Le icone della notte non restano mai appese al muro, ma cercano nuovi occhi da bruciare, altre anime da turbare: “Una delle serate più memorabili della mia vita fu un House of Bordello al Plastic. Ero a Milano per il concerto di Lady Gaga e così andai dopo alla festa. La gente era fantastica, il posto esprimeva tutto ciò che mi sembrava bello in quel momento, la musica mi piaceva tantissimo. Poi, una volta che tornai a Milano, ricordo che andai anche ad una festa altrettanto bella che si faceva il venerdì, sempre al Plastic, il Brenda Identity, c’era questa selezione super interessante, molto pop anni ’90, con tantissime chicche. Milano mi ha sempre offerto la possibilità di incontrare persone e luoghi che mi hanno influenzato. Delle tante cose fatte fuori Palermo. non posso dimenticare una serata meravigliosa al Kit Kat a Berlino, raramente mi sono divertita così tanto, pensare che all’inizio non volevo nemmeno andarci! E poi anche l’Arena a Barcellona ed il Trumps di Lisbona, dove trovai Pop University, una festa che avevano dedicato interamente a Madonna, stava passando il tour di Madame X in quel momento in città”.

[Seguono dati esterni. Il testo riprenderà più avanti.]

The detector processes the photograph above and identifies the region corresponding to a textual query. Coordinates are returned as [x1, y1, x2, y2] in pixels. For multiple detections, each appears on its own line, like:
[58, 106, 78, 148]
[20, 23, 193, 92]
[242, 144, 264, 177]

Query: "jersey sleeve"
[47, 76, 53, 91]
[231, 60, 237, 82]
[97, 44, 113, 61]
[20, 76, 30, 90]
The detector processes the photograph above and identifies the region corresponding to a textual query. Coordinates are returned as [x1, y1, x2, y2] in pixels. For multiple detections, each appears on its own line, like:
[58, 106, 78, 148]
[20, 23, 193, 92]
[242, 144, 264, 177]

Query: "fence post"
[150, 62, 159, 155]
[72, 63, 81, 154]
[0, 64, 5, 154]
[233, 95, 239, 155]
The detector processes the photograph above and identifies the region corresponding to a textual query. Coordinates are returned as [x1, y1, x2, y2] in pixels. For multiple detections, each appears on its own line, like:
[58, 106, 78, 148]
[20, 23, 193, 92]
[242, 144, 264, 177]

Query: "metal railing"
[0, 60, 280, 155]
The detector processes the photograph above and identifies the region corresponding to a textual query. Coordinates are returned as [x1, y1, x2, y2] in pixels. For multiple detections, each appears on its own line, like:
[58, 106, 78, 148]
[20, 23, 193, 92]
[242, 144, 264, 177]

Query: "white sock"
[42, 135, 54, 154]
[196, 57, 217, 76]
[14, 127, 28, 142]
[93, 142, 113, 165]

C’è un momento in cui è necessario rinunciare allo verosimiglianza, alla lucidità, per offrirsi alla notte: “Ci sono state serate in cui non so come sono riuscita a tornare a casa, però anche queste fasi ci rappresentano. Ora che quel periodo di follie è alle mie spalle, provo una certa nostalgia, in particolare per il fatto che le persone che fanno le feste diventano una vera e propria famiglia. Resta impressa nella mia mente l’aria fantastica che tirava in camerino, prima dei PopShock, mentre si preparava una performer assoluta come la Villalobos, un’aria di chiacchiera, di allegra follia”. Un’allegra follia di cui resta oggi il fumo di un battello ebbro arenato alla foce del Rodano.

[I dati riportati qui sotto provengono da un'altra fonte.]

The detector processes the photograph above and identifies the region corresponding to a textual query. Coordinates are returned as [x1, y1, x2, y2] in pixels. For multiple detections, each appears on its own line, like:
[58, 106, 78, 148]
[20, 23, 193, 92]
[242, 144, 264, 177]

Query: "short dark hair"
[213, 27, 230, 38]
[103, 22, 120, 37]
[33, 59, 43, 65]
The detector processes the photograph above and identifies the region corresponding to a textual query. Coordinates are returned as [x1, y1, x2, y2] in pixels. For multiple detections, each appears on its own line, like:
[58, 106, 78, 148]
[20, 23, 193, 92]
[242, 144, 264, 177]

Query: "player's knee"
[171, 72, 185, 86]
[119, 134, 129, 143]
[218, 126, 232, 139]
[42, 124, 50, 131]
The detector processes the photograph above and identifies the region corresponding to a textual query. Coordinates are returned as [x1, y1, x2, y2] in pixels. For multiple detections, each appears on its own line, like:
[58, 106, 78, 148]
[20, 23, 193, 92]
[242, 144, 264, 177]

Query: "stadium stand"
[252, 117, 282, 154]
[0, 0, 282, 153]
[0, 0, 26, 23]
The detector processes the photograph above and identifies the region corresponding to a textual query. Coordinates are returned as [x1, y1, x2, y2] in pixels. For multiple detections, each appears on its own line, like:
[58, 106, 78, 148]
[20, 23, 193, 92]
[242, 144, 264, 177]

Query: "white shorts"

Tante storie vivono negli occhi di chi si guarda attorno e balla in un club, tante vite scorrono tra le dita di chi stringe un bicchiere, tanti intrecci culminano con un bacio che corona una notte, con uno sguardo che si perde su per le scale che portano ad una balconata buia, dove poi, appoggiati spalle al muro, lasciare che la percezione si faccia azione e trovi un momento di felicità dischiusa in un’alba crepuscolare.
Nota Off:
Appollaiato in consolle, tutto ciò che mi scorre attorno è acqua fresca. Vedere Alba mettere piede sul floor, significa assistere al miracolo della trasformazione dell’acqua in vodka Beluga. Questa Grace Jones che fende l’aria noncurante, questa bocca che è l’origine del mondo, l’inquietudine vertiginosa e la rarefazione dei pensieri degli astanti, Alba Billeci è un’icona di stile, una grazia antica ed eletta, il cameo di una zarina. La sua casa è la discoteca, vita e destino di una Regina della Notte, Astrifiammante.